The economics of immigration, for example, change little over time, but sometimes many Americans see immigrants as a threat, while at other times they take a welcoming attitude. Across countries, too, attitudes toward immigration differ radically; it’s hard to imagine that these differences are all dollars and cents. Race relations abruptly crashed around 2013-14, even though the economy was doing OK by then.
There’s also evidence that media technologies can exert strong effects on public opinion; for the same economy, you could get very different politics depending on whether people are getting their news from CBS and ABC or from X and Reddit. You can always choose to believe that subtle, unobserved economic changes are behind every cultural shift and identity conflict, but it’s not a very parsimonious or useful explanation.

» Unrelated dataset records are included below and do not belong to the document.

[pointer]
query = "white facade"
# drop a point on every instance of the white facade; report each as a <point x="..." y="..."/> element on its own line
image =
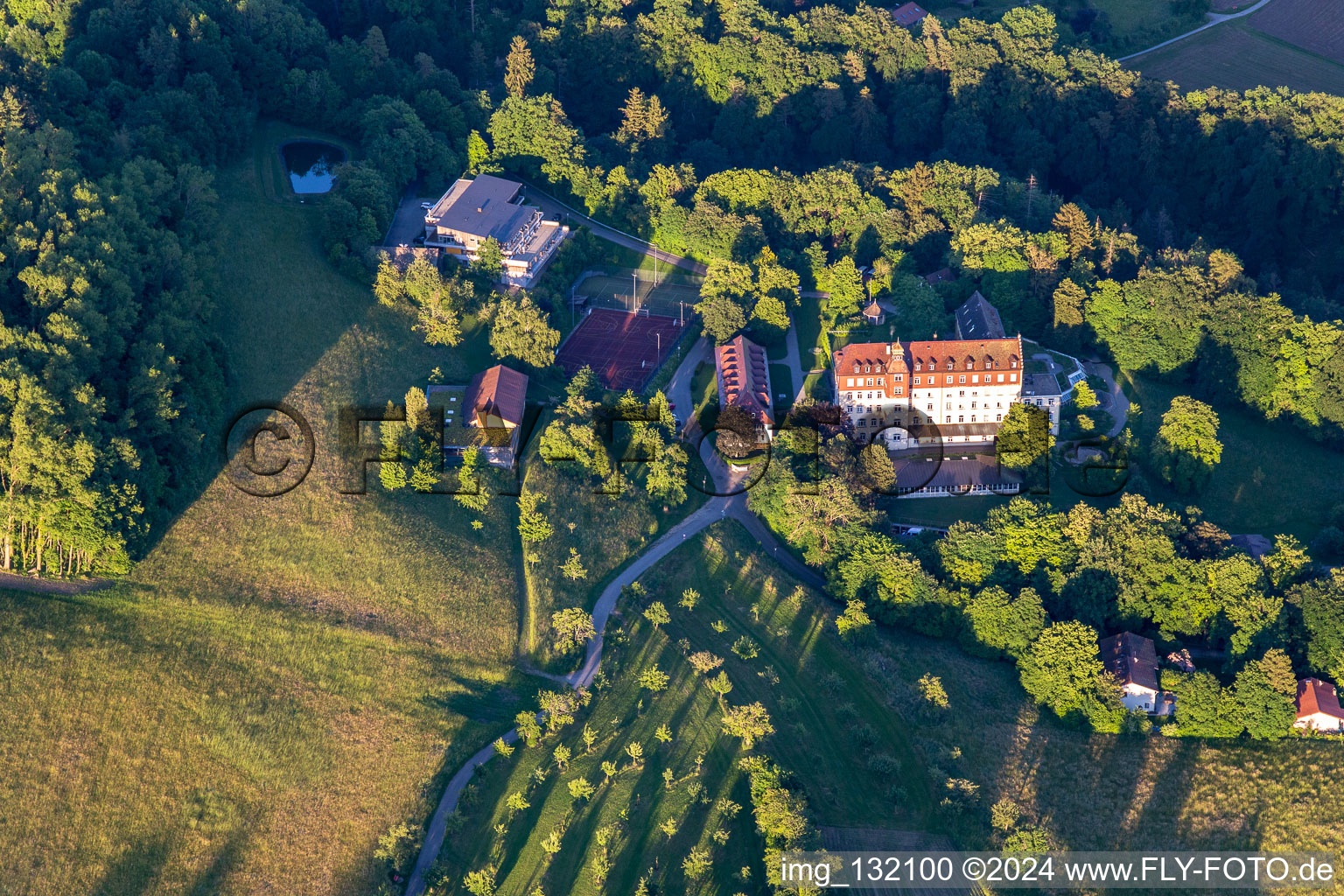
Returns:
<point x="962" y="387"/>
<point x="1138" y="697"/>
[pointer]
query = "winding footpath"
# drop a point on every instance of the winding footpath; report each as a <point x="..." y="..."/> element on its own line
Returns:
<point x="1214" y="19"/>
<point x="730" y="504"/>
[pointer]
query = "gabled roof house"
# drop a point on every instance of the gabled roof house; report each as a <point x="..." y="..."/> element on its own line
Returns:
<point x="1133" y="660"/>
<point x="486" y="414"/>
<point x="744" y="378"/>
<point x="1319" y="705"/>
<point x="977" y="318"/>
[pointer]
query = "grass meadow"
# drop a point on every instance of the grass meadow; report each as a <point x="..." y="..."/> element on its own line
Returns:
<point x="1271" y="479"/>
<point x="277" y="682"/>
<point x="606" y="529"/>
<point x="827" y="725"/>
<point x="1108" y="792"/>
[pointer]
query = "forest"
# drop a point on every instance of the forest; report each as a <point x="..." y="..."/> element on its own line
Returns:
<point x="677" y="118"/>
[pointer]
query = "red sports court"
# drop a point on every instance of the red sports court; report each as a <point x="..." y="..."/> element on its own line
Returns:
<point x="622" y="348"/>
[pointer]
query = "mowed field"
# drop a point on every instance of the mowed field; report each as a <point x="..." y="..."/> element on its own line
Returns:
<point x="1312" y="24"/>
<point x="828" y="731"/>
<point x="283" y="679"/>
<point x="1291" y="43"/>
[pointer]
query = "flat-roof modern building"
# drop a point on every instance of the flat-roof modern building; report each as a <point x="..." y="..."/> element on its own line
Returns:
<point x="486" y="207"/>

But that having been said, I do think Thiel might have a purpose when he says that culture wars are fundamentally economic, even if it isn’t strictly true. Cultural issues are hard to solve — differences in values are deep-rooted and often immune to persuasion, while identity conflicts can take on a life of their own. We just don’t have great toolkits for solving those sorts of problems. But we do have a lot more of an idea of how to give people more of what they want in the material sense. So you can argue that economics should be our primary focus, simply because we have greater agency in terms of fixing it. “God grant me the courage to change the things I can”, and so on.1
And Thiel is exactly right that if you’re going to address economic problems, real estate is probably the one you want to start with, especially if you’re trying to make things better for young people.

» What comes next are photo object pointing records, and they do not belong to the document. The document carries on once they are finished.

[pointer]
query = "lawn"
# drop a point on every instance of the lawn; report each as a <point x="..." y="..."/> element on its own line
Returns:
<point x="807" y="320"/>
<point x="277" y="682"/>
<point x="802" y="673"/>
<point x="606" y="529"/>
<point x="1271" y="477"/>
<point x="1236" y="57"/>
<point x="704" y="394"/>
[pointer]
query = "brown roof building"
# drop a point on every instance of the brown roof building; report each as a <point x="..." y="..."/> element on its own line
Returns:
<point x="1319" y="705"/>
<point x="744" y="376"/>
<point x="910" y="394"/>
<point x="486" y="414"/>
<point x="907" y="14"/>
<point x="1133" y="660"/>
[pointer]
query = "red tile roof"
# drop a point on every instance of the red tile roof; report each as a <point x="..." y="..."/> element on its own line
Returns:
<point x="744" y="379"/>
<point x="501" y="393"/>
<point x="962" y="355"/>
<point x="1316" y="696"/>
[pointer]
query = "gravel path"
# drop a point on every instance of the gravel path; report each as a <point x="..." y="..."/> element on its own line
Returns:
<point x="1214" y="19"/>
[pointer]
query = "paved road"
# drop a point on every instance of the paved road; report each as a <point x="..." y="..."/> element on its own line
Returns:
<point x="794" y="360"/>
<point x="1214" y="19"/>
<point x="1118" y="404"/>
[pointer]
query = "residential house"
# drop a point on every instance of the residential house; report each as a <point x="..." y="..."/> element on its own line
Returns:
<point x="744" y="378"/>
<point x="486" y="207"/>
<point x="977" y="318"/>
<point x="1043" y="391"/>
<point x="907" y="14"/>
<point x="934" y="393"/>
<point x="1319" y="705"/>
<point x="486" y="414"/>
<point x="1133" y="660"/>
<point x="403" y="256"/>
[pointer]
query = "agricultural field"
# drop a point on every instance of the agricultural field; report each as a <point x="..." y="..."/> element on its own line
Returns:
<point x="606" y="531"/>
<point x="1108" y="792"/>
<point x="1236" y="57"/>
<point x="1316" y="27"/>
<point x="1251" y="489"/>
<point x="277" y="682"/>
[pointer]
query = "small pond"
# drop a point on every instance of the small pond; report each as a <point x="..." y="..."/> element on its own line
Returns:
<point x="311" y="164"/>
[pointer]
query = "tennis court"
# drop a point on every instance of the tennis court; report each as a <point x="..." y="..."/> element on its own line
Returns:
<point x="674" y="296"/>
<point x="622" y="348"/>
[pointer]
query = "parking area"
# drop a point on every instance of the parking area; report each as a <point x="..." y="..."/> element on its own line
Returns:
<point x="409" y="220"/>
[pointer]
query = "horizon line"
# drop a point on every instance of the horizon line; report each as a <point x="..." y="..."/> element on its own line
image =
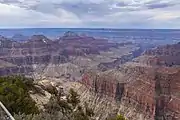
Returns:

In many ways, the economy is working just fine for America’s young generations. For example, Zoomers and Millennial men have higher wages than previous generations did at similar ages, with Gen Z looking especially good:

If you look at total income after taxes and transfers, each generation is doing better than the last:

In terms of wealth, too, the younger generations are coming out ahead. By the time they reach 30, young people these days have more wealth than previous generations did, even after accounting for inflation:

And this is true across the distribution; poor Millennials have more wealth than poor Gen Xers or Boomers did, middle-class Millennials have more wealth than middle-class Gen Xers or Boomers did, and so on.

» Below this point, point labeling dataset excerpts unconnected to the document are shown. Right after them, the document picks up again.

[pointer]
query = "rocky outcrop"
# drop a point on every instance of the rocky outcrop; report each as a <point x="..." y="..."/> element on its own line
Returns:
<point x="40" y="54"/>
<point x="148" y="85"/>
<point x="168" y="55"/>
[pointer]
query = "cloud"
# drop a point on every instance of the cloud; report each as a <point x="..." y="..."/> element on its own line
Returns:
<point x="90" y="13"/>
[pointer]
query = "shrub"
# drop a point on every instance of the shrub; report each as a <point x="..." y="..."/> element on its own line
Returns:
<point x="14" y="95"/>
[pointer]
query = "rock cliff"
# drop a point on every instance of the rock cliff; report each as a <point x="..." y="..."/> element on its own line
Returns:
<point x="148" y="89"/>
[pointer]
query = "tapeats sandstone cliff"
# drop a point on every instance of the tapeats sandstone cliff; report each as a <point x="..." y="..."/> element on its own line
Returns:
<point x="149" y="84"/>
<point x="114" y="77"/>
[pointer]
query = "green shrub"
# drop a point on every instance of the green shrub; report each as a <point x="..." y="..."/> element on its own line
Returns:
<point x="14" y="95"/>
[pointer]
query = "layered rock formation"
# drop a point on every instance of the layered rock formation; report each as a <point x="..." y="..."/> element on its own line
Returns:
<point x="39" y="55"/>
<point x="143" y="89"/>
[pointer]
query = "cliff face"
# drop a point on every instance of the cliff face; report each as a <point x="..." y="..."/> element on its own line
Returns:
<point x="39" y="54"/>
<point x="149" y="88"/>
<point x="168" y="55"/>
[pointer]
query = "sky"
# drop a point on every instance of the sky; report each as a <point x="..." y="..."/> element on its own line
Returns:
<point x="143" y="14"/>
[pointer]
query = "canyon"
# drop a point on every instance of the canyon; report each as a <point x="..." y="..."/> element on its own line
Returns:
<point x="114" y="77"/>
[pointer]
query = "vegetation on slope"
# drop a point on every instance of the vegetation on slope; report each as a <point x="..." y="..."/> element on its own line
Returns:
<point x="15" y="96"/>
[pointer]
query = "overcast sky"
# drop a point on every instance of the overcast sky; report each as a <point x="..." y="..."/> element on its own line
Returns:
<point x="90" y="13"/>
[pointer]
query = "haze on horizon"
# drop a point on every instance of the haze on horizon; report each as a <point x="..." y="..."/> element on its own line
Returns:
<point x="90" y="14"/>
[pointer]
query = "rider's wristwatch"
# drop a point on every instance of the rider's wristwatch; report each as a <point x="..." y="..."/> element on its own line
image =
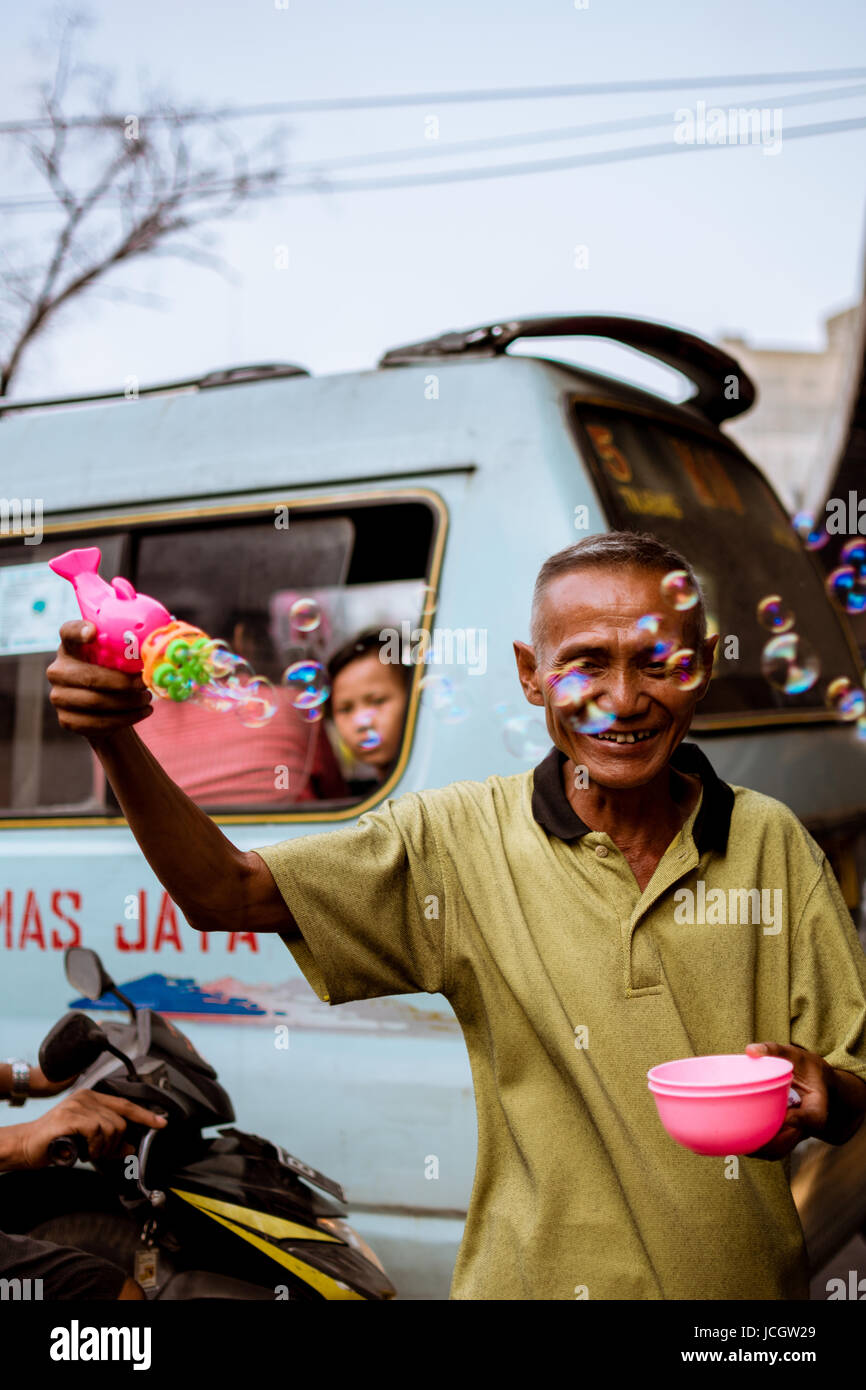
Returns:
<point x="21" y="1082"/>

In fact, since the pandemic, young Americans have been building wealth far faster than older Americans!2

Now this doesn’t mean young people aren’t going to be mad about the economy. Social media has made it a lot easier to compare people’s lifestyles across income classes; seeing rich people brag about their fancy lives on TikTok may make inequality less tolerable than it was before. And sociocultural unrest — racial conflict, gender conflict, and so on — may seep into people’s perceptions of economic issues, so that material challenges feel more irritating.3
Those are perfectly respectable reasons to feel down about the economy. But they’re not necessarily something that policymakers can do much about, at least with the known tools of economic policymaking. Improving young people’s lives incrementally is doable, but allowing everyone to live the life of a TikTok influencer, or healing America’s cultural divides, is currently beyond the powers of any politician.
But housing is one area of economic life where the system really isn’t working for a significant portion of young people, and where the government could be doing a lot more than it is.